2.       Pembatasan Masalah 
Permasalahan yang dibahas dalam penulisan ini adalah untuk sembarang graf yaitu
untuk semua model graf tanpa terkecuali baik dari graf sederhana maupun graf tak
sederhana.
3.       Tujuan Penelitian
Penelitian ini bertujuan untuk mencari dan menemukan suatu rumus yang tepat untuk mencari dan menghitung banyaknya jumlah seluruh subgraf dari graf.
4.       Manfaat Penelitian
Karena penelitian ini bertujuan untuk mencari suatu rumus yang tepat untuk
menghitung banyaknya subgraf dari graf sembarang, maka penulis mengharapkan
rumus yang berhasil ditemukan ini nantinya dapat berguna untuk menemukan dan
memetakan semua subgraf dari graf sembarang sehingga pada akhirnya akan lebih
memudahkan dalam penghitungan jumlah subgraf dari graf sembarang. Selain itu penulis juga berharap bahwa pada masa mendatang rumus ini dapat
dipakai untuk melahirkan rumus – rumus baru lainnya yang berguna untuk
menemukan suatu pola tertentu dari subgraf – subgraf yang bersifat khusus dari suatu
graf dan akhirnya dapat juga ditemukan suatu rumus untuk menghitung jumlah
subgraf – subgraf khusus tersebut. Misalkan untuk menghitung banyaknya subgraf
yang berbentuk graf terhubung (connected graph) dari suatu graf, subgraf yang
berbentuk graf teratur (regular graph), subgraf yang berbentuk bipartit (bipartite
graph), subgraf – subgraf yang isomorfik, subgraf – subgraf yang planar, maupun juga
untuk menemukan rumus untuk menghitung banyaknya subgraf – subgraf yang
memiliki lintasan Euler maupun lintasan Hamilton, dan lain – lain.
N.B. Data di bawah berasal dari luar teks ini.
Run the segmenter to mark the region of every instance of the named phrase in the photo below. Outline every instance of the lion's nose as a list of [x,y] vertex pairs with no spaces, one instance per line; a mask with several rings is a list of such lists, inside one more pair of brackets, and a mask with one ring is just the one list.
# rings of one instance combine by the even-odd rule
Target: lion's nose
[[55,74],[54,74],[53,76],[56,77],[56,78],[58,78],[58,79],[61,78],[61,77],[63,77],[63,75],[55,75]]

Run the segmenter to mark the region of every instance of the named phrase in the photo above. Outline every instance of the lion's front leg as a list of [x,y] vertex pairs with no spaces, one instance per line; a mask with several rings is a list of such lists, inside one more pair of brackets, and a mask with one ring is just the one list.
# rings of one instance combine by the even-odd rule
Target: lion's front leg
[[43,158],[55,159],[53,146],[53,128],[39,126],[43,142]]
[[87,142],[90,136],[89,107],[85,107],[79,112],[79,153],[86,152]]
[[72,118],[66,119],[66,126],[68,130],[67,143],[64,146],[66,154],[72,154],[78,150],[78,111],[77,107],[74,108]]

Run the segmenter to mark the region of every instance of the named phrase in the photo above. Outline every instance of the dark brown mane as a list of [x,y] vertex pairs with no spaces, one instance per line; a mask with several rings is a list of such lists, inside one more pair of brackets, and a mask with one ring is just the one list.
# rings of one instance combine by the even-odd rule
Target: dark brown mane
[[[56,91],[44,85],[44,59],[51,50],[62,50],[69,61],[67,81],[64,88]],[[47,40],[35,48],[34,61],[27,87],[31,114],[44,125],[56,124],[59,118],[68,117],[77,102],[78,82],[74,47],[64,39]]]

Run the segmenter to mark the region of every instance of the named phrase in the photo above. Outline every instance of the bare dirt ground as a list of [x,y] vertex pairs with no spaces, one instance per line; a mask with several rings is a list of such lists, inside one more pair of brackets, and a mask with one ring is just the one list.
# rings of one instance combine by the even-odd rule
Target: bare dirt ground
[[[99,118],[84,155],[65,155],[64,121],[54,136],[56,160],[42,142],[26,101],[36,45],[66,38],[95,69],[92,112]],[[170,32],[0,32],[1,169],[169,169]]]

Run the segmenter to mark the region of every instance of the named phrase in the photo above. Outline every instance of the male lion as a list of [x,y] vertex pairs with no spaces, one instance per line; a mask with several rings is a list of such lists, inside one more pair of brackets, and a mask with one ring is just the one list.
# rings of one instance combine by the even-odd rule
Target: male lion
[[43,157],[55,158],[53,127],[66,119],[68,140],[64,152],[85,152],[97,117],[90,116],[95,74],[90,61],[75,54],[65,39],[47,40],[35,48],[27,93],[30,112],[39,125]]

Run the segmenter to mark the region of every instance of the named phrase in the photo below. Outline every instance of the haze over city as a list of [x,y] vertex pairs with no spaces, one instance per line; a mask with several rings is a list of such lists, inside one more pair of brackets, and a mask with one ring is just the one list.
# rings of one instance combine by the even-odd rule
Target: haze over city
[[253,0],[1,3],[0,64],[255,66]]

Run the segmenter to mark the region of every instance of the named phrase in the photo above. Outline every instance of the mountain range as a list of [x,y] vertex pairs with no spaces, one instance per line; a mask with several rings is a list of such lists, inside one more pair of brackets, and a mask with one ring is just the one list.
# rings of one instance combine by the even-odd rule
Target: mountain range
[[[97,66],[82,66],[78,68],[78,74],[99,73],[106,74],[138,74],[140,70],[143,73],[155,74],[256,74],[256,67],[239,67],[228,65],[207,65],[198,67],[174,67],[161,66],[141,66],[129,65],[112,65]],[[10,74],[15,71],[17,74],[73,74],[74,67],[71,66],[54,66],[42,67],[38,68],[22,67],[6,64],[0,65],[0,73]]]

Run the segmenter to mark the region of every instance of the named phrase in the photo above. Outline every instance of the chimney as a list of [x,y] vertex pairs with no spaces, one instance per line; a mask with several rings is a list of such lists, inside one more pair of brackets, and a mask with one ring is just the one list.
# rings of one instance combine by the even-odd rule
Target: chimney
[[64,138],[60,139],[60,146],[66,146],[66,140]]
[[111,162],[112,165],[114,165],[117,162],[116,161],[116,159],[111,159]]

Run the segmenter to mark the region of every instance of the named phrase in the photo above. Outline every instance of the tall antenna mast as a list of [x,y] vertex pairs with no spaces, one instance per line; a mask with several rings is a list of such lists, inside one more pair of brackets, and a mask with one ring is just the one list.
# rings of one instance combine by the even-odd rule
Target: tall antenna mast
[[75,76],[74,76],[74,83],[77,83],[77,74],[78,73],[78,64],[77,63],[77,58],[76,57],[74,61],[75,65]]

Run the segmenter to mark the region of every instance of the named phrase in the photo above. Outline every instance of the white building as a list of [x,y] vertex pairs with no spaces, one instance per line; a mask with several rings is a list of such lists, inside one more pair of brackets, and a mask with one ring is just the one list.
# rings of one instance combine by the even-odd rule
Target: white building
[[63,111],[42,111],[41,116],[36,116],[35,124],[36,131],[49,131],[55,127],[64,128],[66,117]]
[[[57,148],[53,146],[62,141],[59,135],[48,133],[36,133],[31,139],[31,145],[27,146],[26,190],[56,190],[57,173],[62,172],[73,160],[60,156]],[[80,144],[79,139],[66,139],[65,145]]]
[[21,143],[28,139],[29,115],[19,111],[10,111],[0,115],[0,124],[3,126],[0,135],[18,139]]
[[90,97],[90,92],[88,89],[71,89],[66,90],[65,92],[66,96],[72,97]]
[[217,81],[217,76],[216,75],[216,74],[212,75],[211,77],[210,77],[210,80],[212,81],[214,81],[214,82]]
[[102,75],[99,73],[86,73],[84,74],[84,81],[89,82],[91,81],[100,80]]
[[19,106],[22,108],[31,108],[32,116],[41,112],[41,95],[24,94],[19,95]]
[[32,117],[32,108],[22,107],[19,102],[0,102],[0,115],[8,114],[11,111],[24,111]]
5.       Metodologi Penelitian
Penelitian ini merupakan penelitian literatur atau kepustakaan. Penelitian ini dilakukan dengan pertama kali melakukan kajian terhadap buku – buku mengenai teori graf maupun buku – buku matematika diskrit yang di dalamnya memuat topik – topik mengenai kombinatorika dan teori graf. Secara garis besar metodologi penelitian ini adalah sebagai berikut :
1. Mengumpulkan berbagai literatur yang berhubungan dengan
kombinatorika dan teori graf.
2. Mempelajari literatur – literatur yang telah dikumpulkan.
3. Mengamati dan meneliti berbagai macam contoh graf kemudian membuat
subgraf – subgraf yang memungkinkan dari graf – graf tersebut.
4. Menyusun dan mengelompokkan subgraf – subgraf secara baik dan teratur
dengan tujuan untuk mencari dan menemukan suatu pola tertentu
mengenai pembentukan subgraf ini.
5. Membuat dugaan – dugaan dari pola – pola yang telah didapat untuk
selanjutnya dijadikan acuan dasar dalam membuat rumus yang tepat untuk
menghitung jumlah subgraf dari suatu graf.